Family of Lens from left to right: Gitsa (Eugenia) Len - grandmother, Yakov - my father - as a boy, Maria - Yakov's sister, Naum Len - grandfather, Samuel - Yakov's brother, Khenik Skurnik - grandmother's brother.

This studio snapshot was made in 1922 in the times of NEP [new economic policy]. Grandfather Naum was a nepman, a dealer. The family was well to do, we are all well dressed.

Grandfather is wearing a good suit and a tie called "butterfly", grandmother has beautiful decorations on her neck and chest. There is an opened book on the table in front of granddad. In those times it was considered a good form to make a family snapshot on which head of the family was holding a book in his hands, as a symbol of education.

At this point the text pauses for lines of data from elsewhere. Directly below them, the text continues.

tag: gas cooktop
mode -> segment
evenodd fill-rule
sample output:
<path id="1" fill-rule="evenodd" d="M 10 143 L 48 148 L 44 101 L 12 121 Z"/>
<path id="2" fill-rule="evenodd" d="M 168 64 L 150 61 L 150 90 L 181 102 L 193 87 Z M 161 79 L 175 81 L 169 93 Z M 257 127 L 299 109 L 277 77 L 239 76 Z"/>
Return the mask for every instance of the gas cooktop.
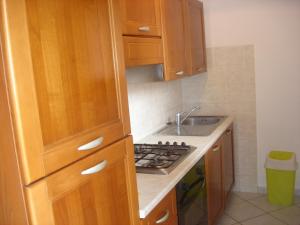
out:
<path id="1" fill-rule="evenodd" d="M 135 166 L 138 173 L 169 174 L 196 147 L 185 142 L 161 141 L 158 144 L 135 144 Z"/>

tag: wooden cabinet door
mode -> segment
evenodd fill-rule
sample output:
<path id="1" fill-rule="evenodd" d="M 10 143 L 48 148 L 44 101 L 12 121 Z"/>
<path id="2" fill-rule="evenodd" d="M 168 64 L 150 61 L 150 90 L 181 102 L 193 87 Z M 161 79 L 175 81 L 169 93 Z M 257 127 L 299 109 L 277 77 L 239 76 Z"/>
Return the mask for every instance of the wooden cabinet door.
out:
<path id="1" fill-rule="evenodd" d="M 25 189 L 32 225 L 138 225 L 131 137 Z"/>
<path id="2" fill-rule="evenodd" d="M 161 35 L 160 0 L 120 0 L 123 34 Z"/>
<path id="3" fill-rule="evenodd" d="M 164 76 L 173 80 L 186 74 L 184 0 L 164 0 L 161 5 Z"/>
<path id="4" fill-rule="evenodd" d="M 186 71 L 192 75 L 206 71 L 203 3 L 198 0 L 186 0 L 185 7 Z"/>
<path id="5" fill-rule="evenodd" d="M 218 141 L 205 155 L 208 223 L 216 224 L 223 211 L 222 143 Z"/>
<path id="6" fill-rule="evenodd" d="M 177 225 L 176 190 L 173 189 L 143 220 L 142 225 Z"/>
<path id="7" fill-rule="evenodd" d="M 29 184 L 130 132 L 120 21 L 113 0 L 6 2 L 4 52 Z"/>
<path id="8" fill-rule="evenodd" d="M 228 128 L 223 134 L 223 187 L 224 203 L 228 199 L 231 188 L 234 183 L 234 161 L 233 161 L 233 127 Z"/>

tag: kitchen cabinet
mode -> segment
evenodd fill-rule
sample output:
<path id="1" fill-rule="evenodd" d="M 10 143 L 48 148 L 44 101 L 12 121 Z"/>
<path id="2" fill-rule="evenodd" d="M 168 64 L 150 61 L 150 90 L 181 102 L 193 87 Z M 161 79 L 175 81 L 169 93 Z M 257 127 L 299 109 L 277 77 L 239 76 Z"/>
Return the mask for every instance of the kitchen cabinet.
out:
<path id="1" fill-rule="evenodd" d="M 124 35 L 161 36 L 160 0 L 120 0 Z"/>
<path id="2" fill-rule="evenodd" d="M 223 212 L 222 139 L 205 154 L 208 224 L 214 225 Z"/>
<path id="3" fill-rule="evenodd" d="M 121 27 L 112 0 L 5 2 L 5 76 L 30 184 L 130 133 Z"/>
<path id="4" fill-rule="evenodd" d="M 186 72 L 193 75 L 206 71 L 203 3 L 186 0 L 185 10 Z"/>
<path id="5" fill-rule="evenodd" d="M 127 67 L 163 63 L 160 38 L 124 36 L 124 55 Z"/>
<path id="6" fill-rule="evenodd" d="M 208 223 L 214 225 L 222 215 L 234 184 L 233 125 L 205 154 Z"/>
<path id="7" fill-rule="evenodd" d="M 31 225 L 137 224 L 132 148 L 128 137 L 26 188 Z"/>
<path id="8" fill-rule="evenodd" d="M 161 1 L 165 80 L 186 74 L 184 7 L 184 0 Z"/>
<path id="9" fill-rule="evenodd" d="M 228 196 L 234 183 L 234 164 L 233 164 L 233 127 L 232 125 L 225 131 L 222 136 L 222 171 L 223 171 L 223 188 L 224 203 L 226 204 Z"/>
<path id="10" fill-rule="evenodd" d="M 0 3 L 0 224 L 139 223 L 115 3 Z"/>
<path id="11" fill-rule="evenodd" d="M 153 211 L 141 220 L 141 225 L 177 225 L 176 191 L 173 189 Z"/>

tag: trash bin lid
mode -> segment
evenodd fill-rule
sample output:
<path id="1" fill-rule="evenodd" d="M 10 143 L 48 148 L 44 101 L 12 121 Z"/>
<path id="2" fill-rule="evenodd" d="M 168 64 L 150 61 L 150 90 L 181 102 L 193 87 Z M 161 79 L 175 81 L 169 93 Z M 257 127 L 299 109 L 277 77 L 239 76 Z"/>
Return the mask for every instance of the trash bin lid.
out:
<path id="1" fill-rule="evenodd" d="M 268 157 L 270 159 L 289 160 L 292 159 L 294 156 L 294 152 L 271 151 Z"/>
<path id="2" fill-rule="evenodd" d="M 275 170 L 297 170 L 296 155 L 288 151 L 271 151 L 265 162 L 265 168 Z"/>

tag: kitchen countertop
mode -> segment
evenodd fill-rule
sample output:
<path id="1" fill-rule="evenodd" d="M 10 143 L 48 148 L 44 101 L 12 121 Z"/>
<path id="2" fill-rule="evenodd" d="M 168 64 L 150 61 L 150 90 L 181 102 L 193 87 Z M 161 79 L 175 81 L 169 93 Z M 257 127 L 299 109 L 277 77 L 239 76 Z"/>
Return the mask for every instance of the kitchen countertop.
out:
<path id="1" fill-rule="evenodd" d="M 140 218 L 145 218 L 158 203 L 176 186 L 182 177 L 202 158 L 202 156 L 222 136 L 224 131 L 233 122 L 232 117 L 227 117 L 209 136 L 162 136 L 150 135 L 137 143 L 157 144 L 158 141 L 185 142 L 197 147 L 189 154 L 170 174 L 141 174 L 137 173 L 139 213 Z"/>

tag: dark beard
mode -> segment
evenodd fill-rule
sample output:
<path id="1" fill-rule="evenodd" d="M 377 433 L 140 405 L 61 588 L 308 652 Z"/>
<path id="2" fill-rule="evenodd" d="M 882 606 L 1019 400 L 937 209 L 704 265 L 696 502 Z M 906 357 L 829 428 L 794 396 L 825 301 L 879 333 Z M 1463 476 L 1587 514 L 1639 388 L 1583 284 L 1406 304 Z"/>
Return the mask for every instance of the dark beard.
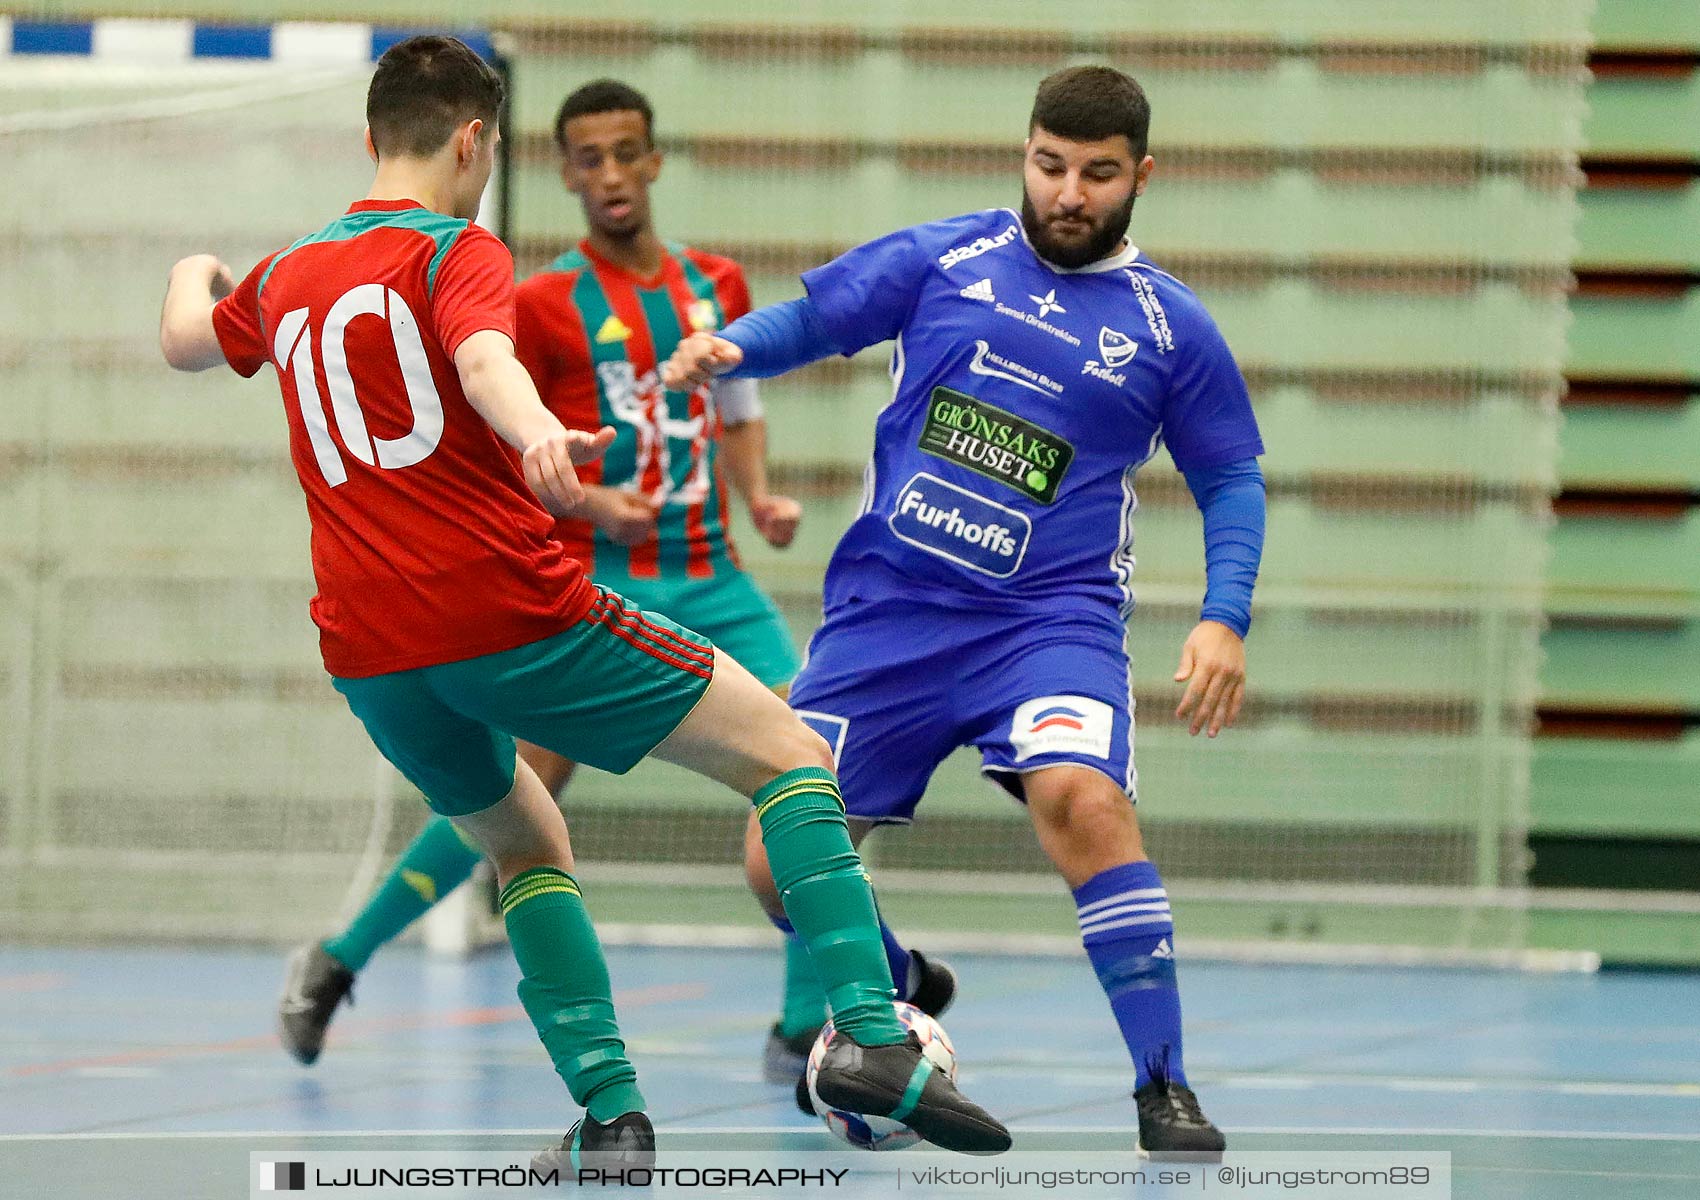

My ancestors on father's line came from Poland. My grandfather on father's side, who was called Naum Yakovlevich Len in the Russian way, had the original name Khaim Nukhem Len. He was born in Poland, in a small Jewish town of Vogyn in Radzynsky district in 1888. He was from a well to do family.

In 1916 the First World War was going on, so he took his wife, my grandmother, and their two sons - Yakov, born in 1910, and Samuel, born in 1915, and left for Russia. As far as I know from the stories of my relatives, he wanted to reach America and to settle down there, but the war was going on in Europe, and he remained in Russia.

In 1920 he lived in Samara , where his daughter Maria was born. During the period of NEP [new economic policy] he became a nepman, a dealer, he had enough money, owned a business and their house was very well furnished, as I was told. Children were taught languages and music.

All that came to an end when NEP was cancelled. Grandfather was sent to a labour camp for "reeducation" because he was a nepman: to fell trees in Perm district. Grandmother formally divorced him, as was customary then, and moved to Leningrad with children in 1929.
Having come back from timber cutting, grandfather worked at the shoe factory "Skorokhod" as a cutter.

He was of a very robust constitution and strong physically; he also had, as they say, a Slavonic appearance, light eyes, light hair, 185 centimetres tall. His considerable physical strength allowed him to be a cutter of footwear. Grandfather's native language was Yiddish, he didn't speak Russian very well and had a pronounced Jewish accent. When people met him in the streets, they often thought he was a spy with a bad command of Russian.

He was quite religious, but not a conformist. I was subjected to the customary circumcision in 1938. You can understand how Jewish traditions were observed in the family even in those hard years. Granddad received religious education in his birthplace in Poland. He knew very well the history of his people, traditions of the Jewish nation and observed them. I was small and can not remember more details.